Matías Colossi

Personal information
- Full name: Matías Vicente Colossi Pastén
- Date of birth: 31 May 2001 (age 24)
- Place of birth: Providencia, Santiago, Chile
- Height: 1.80 m (5 ft 11 in)
- Position: Winger

Team information
- Current team: Atlético Colina
- Number: 31

Youth career
- Colo-Colo

Senior career*
- Years: Team / Apps / (Gls)
- 2019–2024: Colo-Colo / 0 / (0)
- 2021: → Deportes Melipilla (loan) / 7 / (0)
- 2022: → Barnechea (loan) / 31 / (6)
- 2023: → Deportes Puerto Montt (loan) / 13 / (1)
- 2024: → Barnechea (loan) / 6 / (0)
- 2025–: Atlético Colina / 28 / (16)

= Matías Colossi =

Chilean footballer

Matías Vicente Colossi Pastén (born 31 May 2001) is a Chilean footballer who plays as a winger for Atlético Colina.

==Club career==
A product of Chilean giant Colo-Colo, Colossi was promoted to the first team in 2019 under Mario Salas.
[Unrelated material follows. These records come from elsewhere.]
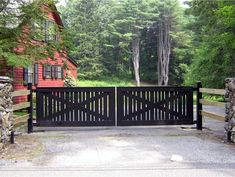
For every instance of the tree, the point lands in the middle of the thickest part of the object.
(17, 32)
(214, 42)
(132, 16)
(164, 26)
(86, 24)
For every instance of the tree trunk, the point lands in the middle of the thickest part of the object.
(136, 59)
(163, 51)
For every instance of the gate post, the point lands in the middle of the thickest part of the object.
(199, 106)
(30, 109)
(230, 109)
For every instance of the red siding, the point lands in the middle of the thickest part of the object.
(60, 60)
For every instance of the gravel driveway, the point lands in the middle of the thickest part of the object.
(120, 149)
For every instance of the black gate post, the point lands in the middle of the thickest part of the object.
(199, 106)
(30, 109)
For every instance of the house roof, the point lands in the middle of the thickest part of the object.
(56, 15)
(72, 61)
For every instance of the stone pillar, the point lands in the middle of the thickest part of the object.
(230, 108)
(6, 112)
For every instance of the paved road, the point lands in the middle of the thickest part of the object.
(122, 151)
(125, 151)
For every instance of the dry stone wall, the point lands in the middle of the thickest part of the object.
(230, 108)
(6, 111)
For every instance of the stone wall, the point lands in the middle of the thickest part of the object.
(230, 108)
(6, 112)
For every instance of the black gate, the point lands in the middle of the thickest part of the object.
(75, 106)
(87, 106)
(155, 105)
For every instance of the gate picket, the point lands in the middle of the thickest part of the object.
(75, 106)
(160, 105)
(86, 106)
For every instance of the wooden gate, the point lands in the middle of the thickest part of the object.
(154, 105)
(75, 106)
(87, 106)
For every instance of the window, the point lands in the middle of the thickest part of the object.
(52, 72)
(58, 70)
(47, 72)
(31, 74)
(50, 31)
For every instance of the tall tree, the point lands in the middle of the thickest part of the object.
(132, 16)
(165, 23)
(214, 42)
(17, 32)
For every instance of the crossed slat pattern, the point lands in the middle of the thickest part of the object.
(155, 105)
(75, 106)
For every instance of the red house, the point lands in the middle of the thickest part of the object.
(47, 72)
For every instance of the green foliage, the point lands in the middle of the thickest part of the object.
(214, 43)
(17, 32)
(105, 82)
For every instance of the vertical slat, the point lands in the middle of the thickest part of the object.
(39, 106)
(144, 115)
(130, 104)
(190, 106)
(171, 117)
(112, 106)
(152, 107)
(84, 109)
(54, 106)
(167, 105)
(80, 106)
(68, 111)
(76, 107)
(119, 106)
(105, 105)
(135, 106)
(176, 105)
(88, 106)
(46, 105)
(180, 105)
(183, 104)
(163, 105)
(159, 109)
(96, 107)
(50, 106)
(138, 105)
(62, 106)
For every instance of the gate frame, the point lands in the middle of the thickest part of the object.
(121, 122)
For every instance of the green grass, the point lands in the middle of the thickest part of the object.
(105, 83)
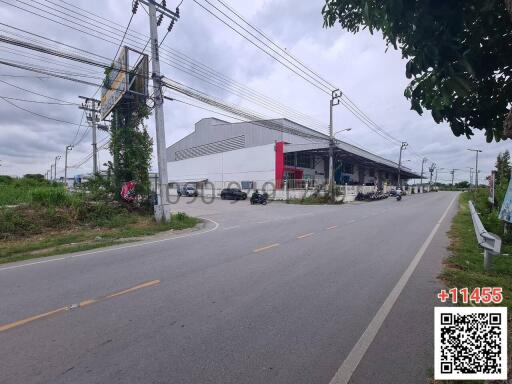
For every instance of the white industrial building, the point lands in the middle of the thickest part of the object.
(272, 154)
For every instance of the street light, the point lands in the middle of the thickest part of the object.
(403, 145)
(476, 166)
(56, 158)
(68, 148)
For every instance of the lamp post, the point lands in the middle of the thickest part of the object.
(403, 145)
(423, 161)
(55, 167)
(335, 100)
(476, 165)
(431, 170)
(470, 176)
(68, 148)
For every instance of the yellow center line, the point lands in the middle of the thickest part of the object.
(82, 304)
(267, 247)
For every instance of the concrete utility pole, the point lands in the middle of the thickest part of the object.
(403, 146)
(92, 108)
(68, 148)
(438, 169)
(162, 209)
(55, 167)
(431, 169)
(476, 165)
(423, 161)
(335, 100)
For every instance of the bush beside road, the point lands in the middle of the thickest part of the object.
(38, 218)
(465, 266)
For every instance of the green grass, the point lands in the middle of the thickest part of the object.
(38, 218)
(464, 268)
(122, 228)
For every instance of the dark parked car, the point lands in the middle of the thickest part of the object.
(187, 190)
(232, 194)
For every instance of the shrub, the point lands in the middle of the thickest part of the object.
(50, 197)
(12, 222)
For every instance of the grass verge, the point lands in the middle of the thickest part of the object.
(464, 268)
(120, 228)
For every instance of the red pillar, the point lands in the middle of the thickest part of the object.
(279, 148)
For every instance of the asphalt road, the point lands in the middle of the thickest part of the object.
(262, 294)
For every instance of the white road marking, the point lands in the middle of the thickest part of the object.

He was sent on loan to Deportes Melipilla in the Chilean Primera División for the 2021 season. The next seasons, he was loaned out to Barnechea twice in 2022 and 2024 and Deportes Puerto Montt in 2023.

Ended his contract with Colo-Colo in December 2024, Colossi signed with Atlético Colina and won the 2025 Tercera A scoring 16 goals. He continued with them for the 2026 season.